I have worked on the history of psychiatry for four decades now. I originally wrote on the rise of the asylum in Victorian Britain, and the emergence of the modern psychiatric profession there. In later work, I looked at deinstitutionalization and the failures of community care, before turning to an examination of the eighteenth century “trade in lunacy.” Mental patients have been stigmatized and uniquely vulnerable throughout history. Their vulnerability was particularly marked during the late nineteenth and early twentieth century, when psychiatrists branded them as biologically inferior, tainted creatures - a characterization that licensed attempts to exterminate them in Nazi Germany (more than a quarter million of them perished under Hitler), but which also led to a great deal of uncontrolled experimentation on those confined in asylums. Having written extensively on the eighteenth century through the present, I next turned to looking at a particular variety of psychiatric disorder, hysteria, and traced its place in Western culture from ancient times to its apparent disappearance in the late twentieth century, suggesting that reports of its death perhaps misunderstood and misconstrued contemporary realities.
So I have worked on this general field for a very long time now, and have drawn on the knowledge I have accumulated over many years in writing my latest book. I have long thought that we lacked a good synoptic account of the multitude of ways in which individuals and societies have sought to cope with the problem of Unreason. Any such account, in my view, had to see mental disturbance as an absolutely central and all-but-universal aspect of human experience. More than that, our collective encounters with mental disorder have inspired painters, sculptors, composers, dramatists, poets, novelists, and filmmakers to attempt to capture the essence of what it means to be disturbed, deranged, or distracted.
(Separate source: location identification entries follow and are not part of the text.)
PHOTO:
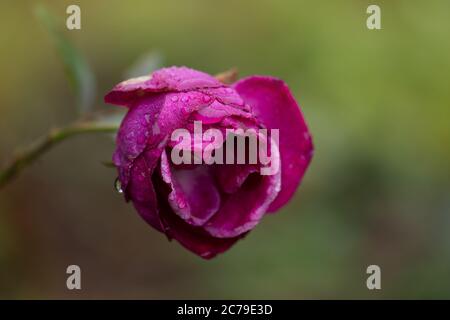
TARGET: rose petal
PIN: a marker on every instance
(193, 238)
(167, 79)
(242, 210)
(194, 196)
(273, 104)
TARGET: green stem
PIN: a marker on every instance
(27, 155)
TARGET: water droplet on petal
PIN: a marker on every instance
(181, 204)
(118, 185)
(155, 129)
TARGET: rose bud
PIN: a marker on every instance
(207, 205)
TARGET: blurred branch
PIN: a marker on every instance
(27, 155)
(228, 76)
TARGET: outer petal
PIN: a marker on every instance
(273, 104)
(149, 123)
(167, 79)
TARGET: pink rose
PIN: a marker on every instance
(205, 207)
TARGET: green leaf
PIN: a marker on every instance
(145, 65)
(78, 72)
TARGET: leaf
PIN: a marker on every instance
(145, 65)
(79, 74)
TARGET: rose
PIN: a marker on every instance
(205, 207)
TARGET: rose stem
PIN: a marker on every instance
(27, 155)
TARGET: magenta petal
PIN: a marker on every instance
(140, 190)
(232, 176)
(273, 104)
(194, 238)
(194, 196)
(167, 79)
(242, 210)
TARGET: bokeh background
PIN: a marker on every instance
(377, 191)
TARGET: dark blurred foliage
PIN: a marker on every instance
(377, 191)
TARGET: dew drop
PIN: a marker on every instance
(181, 204)
(118, 185)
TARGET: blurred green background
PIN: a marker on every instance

Indeed some of these figures have themselves suffered from various forms of mental distress. I love all these arts, and have sought to show how much materials like these can help us explore the place of madness, and to place it firmly within civilization, not as something alien to it.
If a reader wanted to browse my book, a number of strategies suggest themselves. The introductory chapter is quite brief, but sets out the range of topics I plan to write about, and makes plain that I don’t romanticize mental illness, nor treat it as some sort of social construction. Two other possibilities suggest themselves: either to browse the hundred and forty and more illustrations, which given a vivid sense of the issues the book engages with; or to choose a particular topic that is of interest, and see what I have to say about it: the place of madness in opera or the movies, for instance; or its multifarious relationships with religious ideas; or how Chinese or Islamic culture approached the subject many centuries ago. Dipping into the pages on any of these subjects – easy to do either through the table of contents or the index, will quickly give a would-be reader of the nature of my approach and the arguments I develop.
Mental illness is something that touches all of us, directly or indirectly. It is something still poorly understood, and for which our treatments are mostly palliative at best. I hope my book can contribute to a deeper understanding of the myriad ways in which societies have sought to make sense of and cope with mental illness, of the challenges it represents, and the stigma that attaches to those who suffer from it, adding to and augmenting their misery. But I also think readers will find some more positive stories and meanings, not least in the great works of art and literature that find in madness their inspiration and their raison d’être.